The nation's leading figure in the war on drugs believes the enemy is switching uniforms. Retired Army General Barry McCaffrey, director of the Office of National Drug Control Policy, sees the cocaine threat giving way to another old nemesis: methamphetamines.

McCaffrey says that while 1.4 million Americans remain addicted to cocaine, he sees cocaine use in a dramatic decline. "If you look over the last 15 years, it's come down by 75 percent ... from six million (users) down to 1.4 million," McCaffrey said. "Our guess is 15 years from now, it won't be the principal drug threat to America. But that won't help if it's replaced by methamphetamines ... prohypnol and other boutique drugs."

Methamphetamines, while hardly a new class of drugs, are quickly becoming the drug of choice, McCaffrey says, in certain parts of the U.S. "It's the drug threat to America now in Arizona, Southern California, San Francisco and a lot of the rural Midwest," McCaffrey said. "We just designated a high-intensity drug area in the Midwest to confront ... Indiana, Missouri, Kansas, where methamphetamine abuse is a real nightmare."

McCaffrey said a principal reason for the downturn in cocaine use is probably that young people have seen what it can do. "A lot of young folks have seen the impact of crack and don't want any part of it," McCaffrey said. "But they don't have the same sensitivity to heroin ... high-purity heroin that's now showing up in America or new drugs like methamphetamines."

He lamented one of the heroin epidemic's latest high-profile victims, fashion photographer Davide Sorrenti, who died of an overdose last February at age 20. A New York Times article indicates that the fashion industry, which has for some time glamorized the strung-out look of heroin addiction, now admits the approach is wrong.
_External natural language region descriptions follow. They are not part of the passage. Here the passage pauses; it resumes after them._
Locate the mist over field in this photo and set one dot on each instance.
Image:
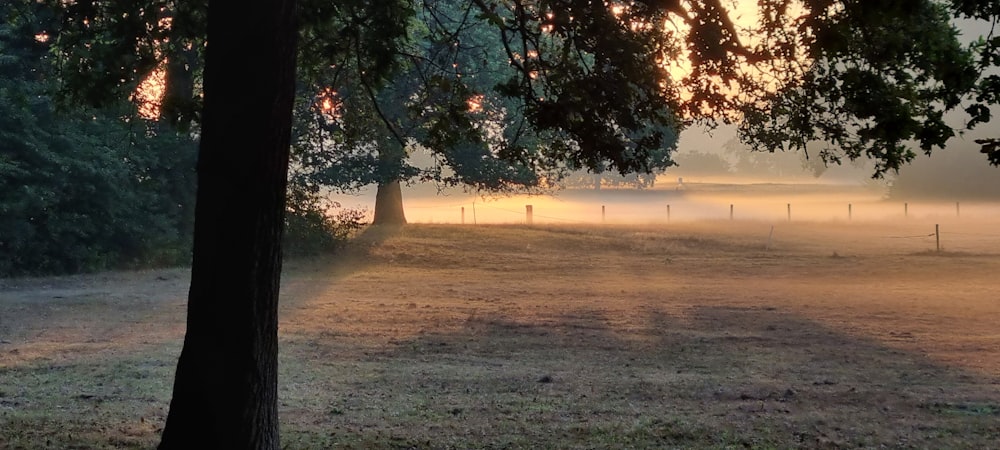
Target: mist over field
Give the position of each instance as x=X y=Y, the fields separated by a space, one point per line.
x=714 y=171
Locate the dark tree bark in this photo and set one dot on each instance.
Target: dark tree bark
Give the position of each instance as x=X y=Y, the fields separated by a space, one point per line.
x=225 y=390
x=389 y=205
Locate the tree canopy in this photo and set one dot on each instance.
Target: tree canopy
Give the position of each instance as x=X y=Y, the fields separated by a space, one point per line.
x=591 y=80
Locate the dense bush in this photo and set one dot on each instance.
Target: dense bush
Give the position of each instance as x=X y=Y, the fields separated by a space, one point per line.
x=315 y=224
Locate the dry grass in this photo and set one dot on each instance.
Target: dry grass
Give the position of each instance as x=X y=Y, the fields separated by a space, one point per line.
x=691 y=335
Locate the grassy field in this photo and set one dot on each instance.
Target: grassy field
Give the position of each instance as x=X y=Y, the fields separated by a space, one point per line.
x=695 y=335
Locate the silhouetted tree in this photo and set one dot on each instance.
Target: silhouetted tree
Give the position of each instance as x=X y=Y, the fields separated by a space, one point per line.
x=589 y=79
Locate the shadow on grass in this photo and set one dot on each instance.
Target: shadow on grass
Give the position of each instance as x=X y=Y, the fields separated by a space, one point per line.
x=716 y=377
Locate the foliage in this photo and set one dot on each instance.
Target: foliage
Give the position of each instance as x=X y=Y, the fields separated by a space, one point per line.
x=83 y=190
x=879 y=75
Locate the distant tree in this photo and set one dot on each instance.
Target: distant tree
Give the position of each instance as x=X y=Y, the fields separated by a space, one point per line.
x=82 y=189
x=588 y=77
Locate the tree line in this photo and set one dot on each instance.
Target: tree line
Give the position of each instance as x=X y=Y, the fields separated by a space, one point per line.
x=577 y=84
"That New York Times article about the tragic death of Mr. Sorrenti really blows a wake-up call to the advertising industry," McCaffrey said. "We can't glamorize heroin addiction in America ... the Cadillac of illegal drugs, with its tremendous impact on human health, on crime rates ... 14,000 dead a year in America from drug abuse ... You've got to have in music, in entertainment, in film and fashion a consistent message that says drug abuse is destructive to the human spirit."